MINAS — Machine-learning INtegrated Analysis with photometric Astronomical Surveys

MINAS is a Python package for the complete Machine Learning workflow applied to photometric astronomical surveys. It integrates all stages — from preprocessing to final model application — in a single, modular interface.

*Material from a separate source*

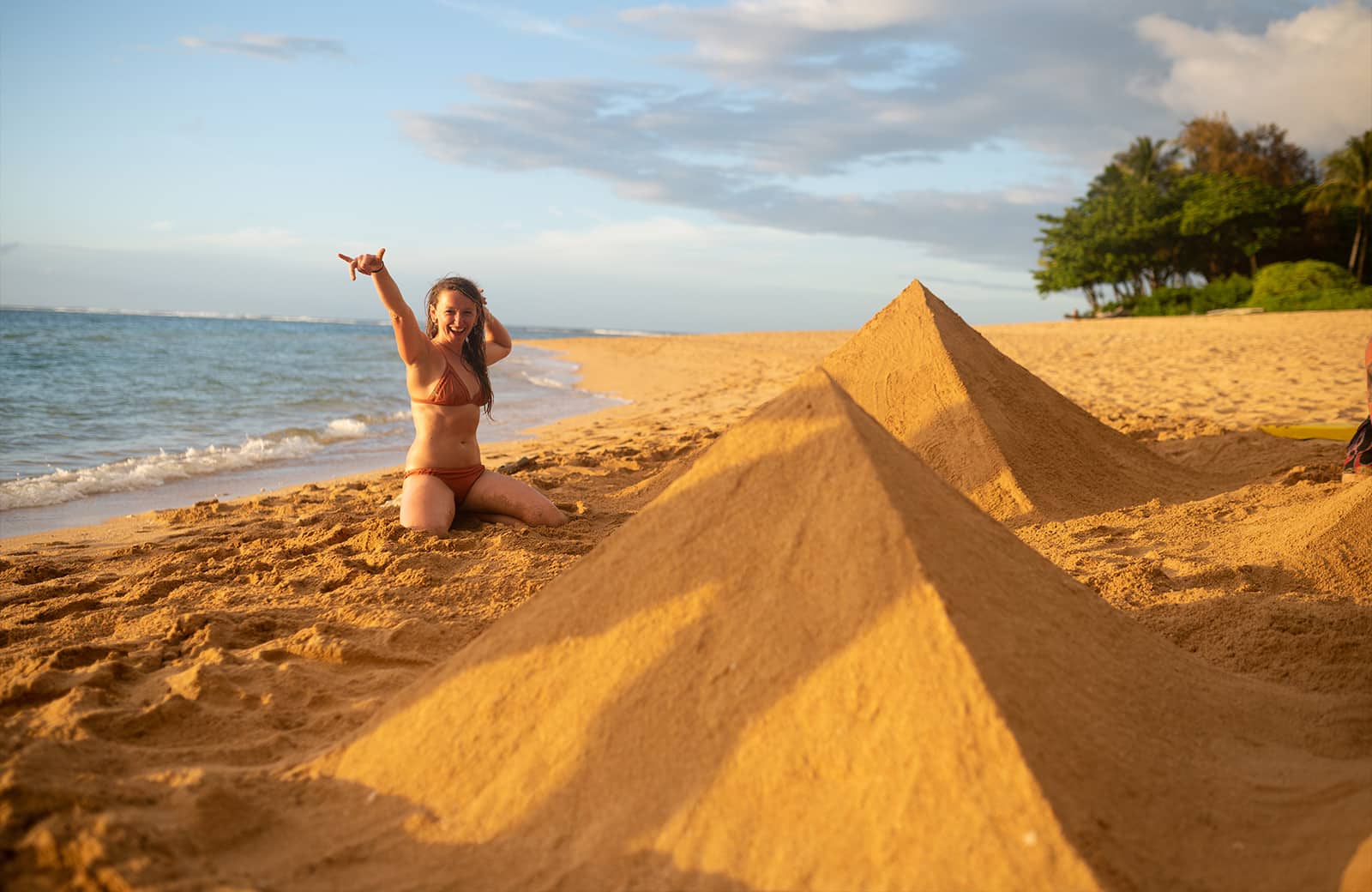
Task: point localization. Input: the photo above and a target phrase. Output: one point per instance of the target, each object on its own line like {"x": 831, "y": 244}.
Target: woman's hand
{"x": 365, "y": 264}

Fun fact: MINAS is also the name of a Brazilian state (Minas Gerais), the home state of Icaro Meidem, the package creator. As a proud mineiro, the name represents both the astronomical focus and personal heritage.

Installation

pip install minas

Quick Start — Full ML Workflow

import minas as mg

# 1. Load catalog
catalog = mg.read_csv('my_catalog.csv')

# 2. Assemble feature DataFrame (magnitudes + pairwise colors)
work_df = mg.preprocess.assemble_work_df(
    df=catalog,
    filters=mg.FILTERS['JPLUS'],
    correction_pairs=dict(zip(mg.FILTERS['JPLUS'], mg.CORRECTIONS['JPLUS'])),
    add_colors=True,
)

# 3. Select most important features
features, df_importance = mg.evaluation.get_important_features(
    X=work_df,
    y=catalog['Teff'],
    n_features_to_save=20,
)
work_df = work_df[features]

# 4. Tune hyperparameters
param_dist = {
    'selectkbest__k'                         : [10, 15, 20],
    'randomforestregressor__n_estimators'    : [100, 300, 500],
    'randomforestregressor__min_samples_leaf': [1, 5, 10],
    'randomforestregressor__max_features'    : ['sqrt', 'log2'],
    'randomforestregressor__bootstrap'       : [True, False],
}
best_pipeline, search = mg.hyperparameter_search(
    X=work_df,
    Y=catalog['Teff'],
    model_type='RF',
    param_dist=param_dist,
    tuning_id='teff_rf',
    n_iter=30,
    save_dir='pipelines/',
)

# 5. Apply model with Monte Carlo error propagation
predictor = mg.models.Predictor(
    id_col='ID',
    mag_cols=mg.FILTERS['JPLUS'],
    err_cols=mg.ERRORS['JPLUS'],
    dist_col=None,
    correction_pairs=dict(zip(mg.FILTERS['JPLUS'], mg.CORRECTIONS['JPLUS'])),
    models={'Teff': best_pipeline},
    mc_reps=100,
    batch_partitions=10,
)
predictor.predict_parameters((catalog, 'results/teff_predictions.csv', ['ID'], 'w', True))

Bolometric Correction

MINAS includes pre-trained models for bolometric correction (BC) based on Jordi et al. (2010), trained on Gaia-observed stars using Teff, log g, and [Fe/H].

Model Performance

Model	R²	MAD	Std Deviation
XGBoost	0.9983	0.0062 mag	0.0430 mag
Random Forest	0.9970	0.0067 mag	0.0573 mag

Figure: Performance of XGBoost (left) and Random Forest (right) for bolometric correction prediction.

Usage

import minas as mg

df = mg.bolometric.apply_bc(
    data='catalog.csv',
    teff_col='Teff',
    logg_col='logg',
    feh_col='[M/H]',
    model_type='XGB',        # 'XGB' or 'RF'
    sigma_multiplier=3.0,    # uncertainty = multiplier x STD
    output_file='catalog_bc.csv',
)

print(df[['Teff', 'BC_pred', 'err_BC_pred']].head())

Reference

Jordi, C. et al. (2010). Gaia broad band photometry. A&A 523, A48. DOI: 10.1051/0004-6361/200913234

Supported Surveys and Filters

MINAS provides built-in filter definitions for the following photometric surveys. All filter lists are accessible via mg.FILTERS, mg.ERRORS, and mg.CORRECTIONS.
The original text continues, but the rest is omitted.